(Dummy) coding/scaling of binary variable and prior choice in BRMS

Hey,
I just want to run this by people before I submit a pre-registration of a project. Here is the model that I like to fit:

value ∼ x * z + (1 + x + z | subject) 

the model will have Gaussian link function. I’ve read the
Prior recommendations and value will be scaled (unit-scale). The variables x and z are binary that will be coded zero and one if I pass them on to brm as a factor. Following the recommendations, I want use N(0, 1) priors for the fixed effects (as I’d like to calculate BF for those effects being zero) but I am wondering whether I have to code or scale my predictors differently than just dummy coding in order for the prior to be sensible.

I vaguely remember that a previous version of the WIKI said something about also coding binary variables so they have mean of zero etc. but I can’t find this.
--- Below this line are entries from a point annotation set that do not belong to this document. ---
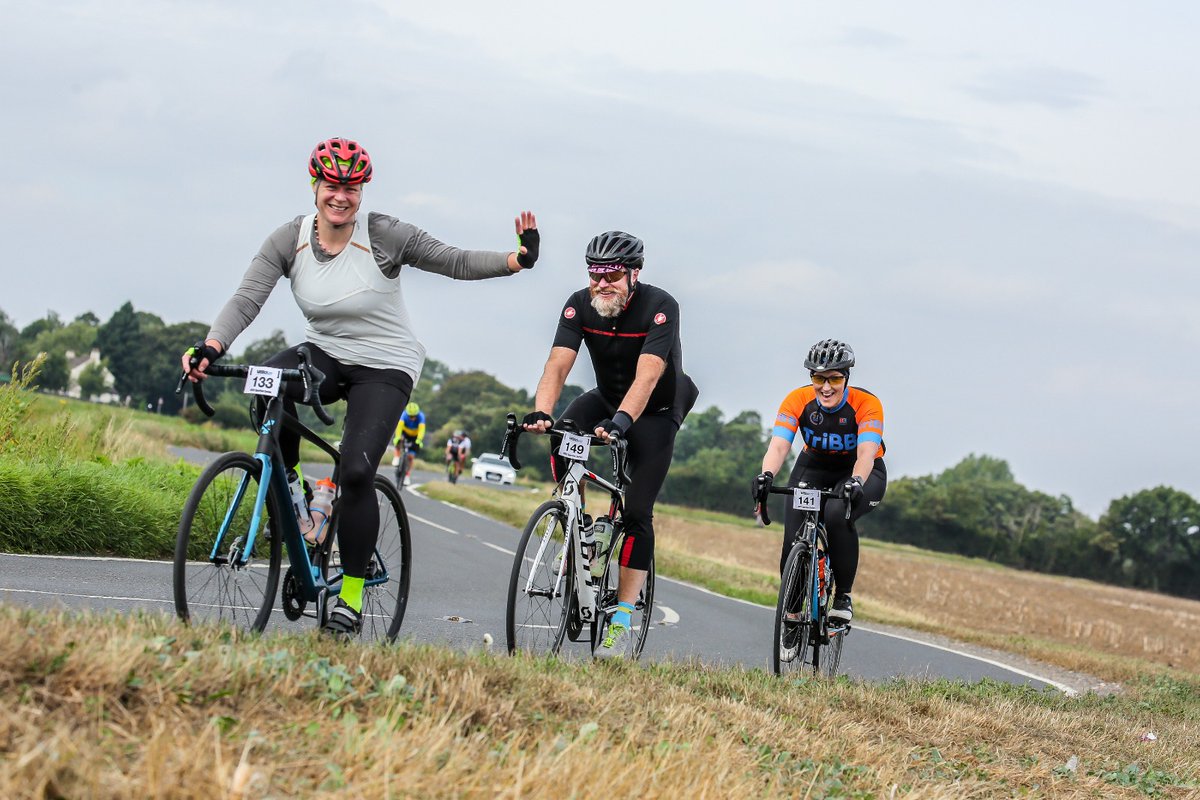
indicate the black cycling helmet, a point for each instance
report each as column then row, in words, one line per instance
column 618, row 248
column 829, row 354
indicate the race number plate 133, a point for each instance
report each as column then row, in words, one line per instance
column 263, row 380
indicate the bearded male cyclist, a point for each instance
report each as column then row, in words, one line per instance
column 345, row 272
column 631, row 331
column 841, row 427
column 409, row 438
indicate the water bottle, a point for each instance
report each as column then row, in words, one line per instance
column 322, row 509
column 601, row 535
column 299, row 503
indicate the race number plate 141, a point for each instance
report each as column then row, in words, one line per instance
column 263, row 380
column 807, row 499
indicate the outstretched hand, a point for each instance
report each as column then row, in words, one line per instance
column 528, row 240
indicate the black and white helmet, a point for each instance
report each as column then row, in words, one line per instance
column 618, row 248
column 829, row 354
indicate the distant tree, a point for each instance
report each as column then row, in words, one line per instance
column 55, row 373
column 93, row 382
column 1158, row 537
column 120, row 343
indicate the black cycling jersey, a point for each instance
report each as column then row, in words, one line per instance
column 648, row 324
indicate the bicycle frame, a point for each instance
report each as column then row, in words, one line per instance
column 274, row 479
column 813, row 537
column 569, row 491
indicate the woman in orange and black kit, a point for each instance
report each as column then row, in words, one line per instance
column 841, row 427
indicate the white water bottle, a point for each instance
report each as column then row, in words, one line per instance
column 603, row 533
column 322, row 509
column 299, row 504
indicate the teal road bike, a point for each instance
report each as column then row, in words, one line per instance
column 239, row 519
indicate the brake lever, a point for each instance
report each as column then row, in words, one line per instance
column 511, row 434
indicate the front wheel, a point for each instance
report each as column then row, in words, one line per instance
column 541, row 583
column 606, row 602
column 793, row 615
column 226, row 567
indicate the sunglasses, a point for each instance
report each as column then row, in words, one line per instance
column 611, row 276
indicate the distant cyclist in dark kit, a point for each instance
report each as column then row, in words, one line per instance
column 631, row 331
column 841, row 428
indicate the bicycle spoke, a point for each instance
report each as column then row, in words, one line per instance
column 540, row 584
column 219, row 515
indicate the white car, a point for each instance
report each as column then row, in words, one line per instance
column 492, row 468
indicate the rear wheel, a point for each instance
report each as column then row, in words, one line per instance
column 541, row 583
column 606, row 602
column 219, row 576
column 793, row 615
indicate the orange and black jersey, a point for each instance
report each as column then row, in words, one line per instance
column 832, row 435
column 648, row 324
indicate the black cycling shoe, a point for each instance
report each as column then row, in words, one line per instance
column 843, row 609
column 343, row 621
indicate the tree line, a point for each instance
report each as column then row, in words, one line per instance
column 1147, row 540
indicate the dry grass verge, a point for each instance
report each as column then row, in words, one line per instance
column 118, row 707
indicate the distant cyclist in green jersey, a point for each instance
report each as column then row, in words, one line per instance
column 409, row 438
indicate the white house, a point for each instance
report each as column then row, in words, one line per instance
column 76, row 365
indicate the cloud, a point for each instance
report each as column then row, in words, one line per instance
column 1038, row 85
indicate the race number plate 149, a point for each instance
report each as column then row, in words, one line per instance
column 575, row 447
column 263, row 380
column 807, row 499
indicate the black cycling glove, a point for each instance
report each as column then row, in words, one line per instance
column 199, row 352
column 852, row 491
column 618, row 423
column 761, row 486
column 531, row 240
column 534, row 417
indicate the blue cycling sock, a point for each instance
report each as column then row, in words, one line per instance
column 622, row 615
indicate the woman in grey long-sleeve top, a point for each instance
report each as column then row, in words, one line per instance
column 345, row 275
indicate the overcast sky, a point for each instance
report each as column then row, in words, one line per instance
column 995, row 203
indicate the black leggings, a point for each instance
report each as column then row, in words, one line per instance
column 375, row 400
column 651, row 446
column 843, row 534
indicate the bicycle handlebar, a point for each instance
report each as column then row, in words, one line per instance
column 787, row 489
column 617, row 444
column 306, row 373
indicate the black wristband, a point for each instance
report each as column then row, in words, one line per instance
column 622, row 421
column 531, row 240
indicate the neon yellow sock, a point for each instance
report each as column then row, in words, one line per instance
column 352, row 593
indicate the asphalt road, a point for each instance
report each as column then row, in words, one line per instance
column 461, row 570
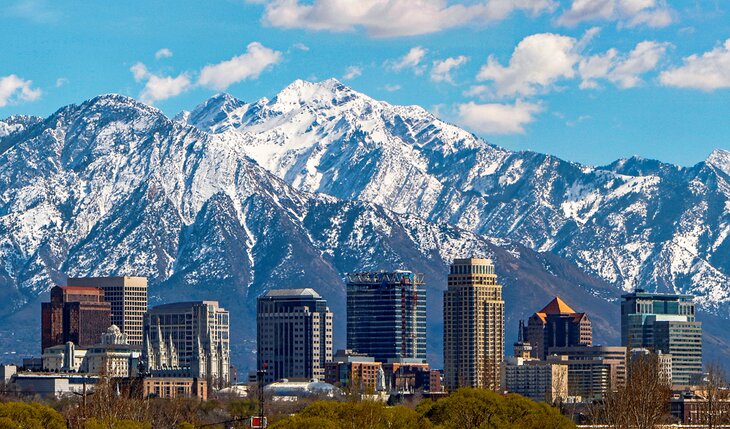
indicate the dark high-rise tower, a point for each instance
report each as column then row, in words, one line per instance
column 76, row 314
column 386, row 315
column 666, row 323
column 294, row 333
column 557, row 325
Is there any paper or tutorial or recommendation that you can give me?

I will have another logistic model with the same structure:

success ∼ x*z + (1 + x + z | subject)

can I assume the same (whatever the answer is for the question above) for this model provided using slightly different priors as suggested in the WIKI.

I’m unsure about the requirements of N(0, 1) priors for the calculation of Bayes factors, but you might find one of @andrewgelman’s papers useful on standardising regression coefficients: http://www.stat.columbia.edu/~gelman/research/published/standardizing7.pdf

A perfectly balanced binary variable will have standard deviation of 0.5 (e.g. look at rbinom(1e4, 1, 0.5) for a simulated example), but many often scale continuous predictor variables by 1 standard deviation, meaning that the regression coefficients for binary and continuous predictors will not be easily comparable. For this reason, Gelman argues for standardising continuous predictors by 2 standard deviations in his paper linked to above.

IMO, whether you scale the binary predictor as c(0, 1) or mean-center, it won’t have much influence on the choice of prior, because the change from level 1 to level 2 will be approximately 2 standard deviations, and the regression coefficient will describe the difference between the levels. However, sometimes binary variables are coded as c(-1, 1), and the regression coefficient describes the difference of each level to the overall mean of the dependent variable across the levels. In that case, we might expect the coefficient to be smaller than the coefficient describing the c(0, 1) or mean-centered variable.

For the logistic regression, remember that the prior is on the log-odd scale, and so the reasonable values of the coefficient might be different, supporting a different prior.

3 Likes

Thank you so much. For now, I will go with c(0, 1) interestingly in a simulation with a model y ~ x + (1 | id) I found that hypothesis() gives me very strange results for c(-.5, 0.5). When I compare the results I get from the ttestBF (from the BayesFactor package), with the results when I calculate the BF myself with Logspline Density Estimation:

library(polspline)
fit.posterior <- logspline(posterior_samples(model)$b_x)
posterior <- dlogspline(0, fit.posterior)
prior <- dnorm(0, 0, 1)
BF <- prior/posterior

with the results of hypothesis(model, 'x = 0'). ttestBF and Logspline Density Estimation give me very similar results, while the BF of hypothesis is nearly only half the size of the other.

This problem does not exists for c(0, 1). When I have time, I will try to investigate this further but hypothesis sometimes gives really strange results.